A lot of the Victors threw together something they could call a talent. I actually loved mine. I was a sought-after guest at all sorts of Capitol events, from fundraisers to roasts. Nothing made me feel more at home than getting in front of a crowd and putting them under my spell. I'd raised tons of money for District Five and other charities, and I'd also done wonders for my mental state.

"It makes me feel normal again," I said. I loved it how Dr. Demeter meant it when she smiled back at me.

"I'm sleeping better, too," I said. "Still some nightmares, but it's okay. Something to work toward, right?" When I first visited Dr. Demeter, I'd told her I didn't really want to use medication. I would if she really thought it was necessary, but I wanted to try other things first. We'd gone with other strategies in the end, but I did decide to try some melatonin supplements. It didn't stop the nightmares, but it made it easier to sleep and I felt better in the mornings. I also felt like the nightmares were a little better, even though melatonin didn't work that way. Dr. Demeter said it was a placebo effect but that it still worked even if it was a placebo.

"You've come very far," Dr. Demeter said. "You're a very strong young woman."

I shrugged. "I just kind of keep going," I said. There was a lot that I couldn't control in life, but that didn't keep me down. It was what got me through the Arena and it was what got me through what came after. Always, I endured.


And here we are again. To the end and then back to another start. Each SYOT I write is different in its own way. This victory I think was perhaps the most genuine. It feels like a survival story about a girl, not a story about a character who was flashier than the others. It kind of feels more high-class as far as an SYOT can be.

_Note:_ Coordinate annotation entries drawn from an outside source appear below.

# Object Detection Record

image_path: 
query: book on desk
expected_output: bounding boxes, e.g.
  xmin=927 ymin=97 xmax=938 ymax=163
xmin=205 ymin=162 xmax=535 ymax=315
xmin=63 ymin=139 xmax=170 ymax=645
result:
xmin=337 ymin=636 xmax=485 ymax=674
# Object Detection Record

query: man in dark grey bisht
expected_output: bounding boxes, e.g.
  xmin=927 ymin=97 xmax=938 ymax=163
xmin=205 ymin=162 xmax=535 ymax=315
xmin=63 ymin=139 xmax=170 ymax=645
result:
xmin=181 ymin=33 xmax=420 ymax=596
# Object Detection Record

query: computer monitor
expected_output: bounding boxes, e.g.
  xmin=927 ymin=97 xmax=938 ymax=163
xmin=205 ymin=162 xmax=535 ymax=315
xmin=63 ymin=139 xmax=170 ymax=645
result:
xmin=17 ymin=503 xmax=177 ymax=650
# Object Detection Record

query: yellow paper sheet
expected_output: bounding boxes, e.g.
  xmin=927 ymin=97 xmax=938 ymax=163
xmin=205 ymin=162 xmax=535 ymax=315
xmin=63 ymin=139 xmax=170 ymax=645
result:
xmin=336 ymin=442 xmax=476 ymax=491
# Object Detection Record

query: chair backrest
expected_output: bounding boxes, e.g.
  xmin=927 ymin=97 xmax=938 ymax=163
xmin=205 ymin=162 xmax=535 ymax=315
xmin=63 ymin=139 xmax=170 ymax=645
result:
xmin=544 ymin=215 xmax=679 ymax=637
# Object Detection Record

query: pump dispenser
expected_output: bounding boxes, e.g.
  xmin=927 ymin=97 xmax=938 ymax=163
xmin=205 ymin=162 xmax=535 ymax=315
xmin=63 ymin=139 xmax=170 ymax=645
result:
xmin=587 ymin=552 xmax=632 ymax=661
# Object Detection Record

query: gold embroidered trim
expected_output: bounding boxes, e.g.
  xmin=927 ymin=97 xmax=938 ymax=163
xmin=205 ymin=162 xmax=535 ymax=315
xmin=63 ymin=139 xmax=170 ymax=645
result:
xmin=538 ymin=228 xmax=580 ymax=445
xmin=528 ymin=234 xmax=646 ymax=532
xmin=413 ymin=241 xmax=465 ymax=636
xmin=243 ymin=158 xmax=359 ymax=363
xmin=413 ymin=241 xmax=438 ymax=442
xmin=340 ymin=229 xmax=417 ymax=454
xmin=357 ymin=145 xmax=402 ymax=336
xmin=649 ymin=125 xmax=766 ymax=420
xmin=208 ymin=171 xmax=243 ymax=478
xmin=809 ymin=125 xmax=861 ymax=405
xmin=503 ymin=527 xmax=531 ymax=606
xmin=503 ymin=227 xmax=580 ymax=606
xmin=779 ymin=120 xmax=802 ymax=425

I'll be rolling right into my next SYOT, which is a conventional Games. I'm going to wait to start writing until I get every form this time. Not as some passive-aggressive thing, just so I can have a solid start date and write at a regular pace without interruptions. I'll take the time before that to update the one-off stories like 75 Victors, as well as expanding my wiki. I'll put up the next story basically when I feel like it. I don't have a particular time. Don't everyone rush off, though. Most of the slots are already reserved, though I did hold back two slots because new submitters don't know I pretty much always have open reservations and I want to have some new blood to join the old. I also finally got wise and held back two other slots against the sadly quite likely event that I double-book a slot. This way I don't have to abjectly beg people to pls give up a slot because I made a mistake.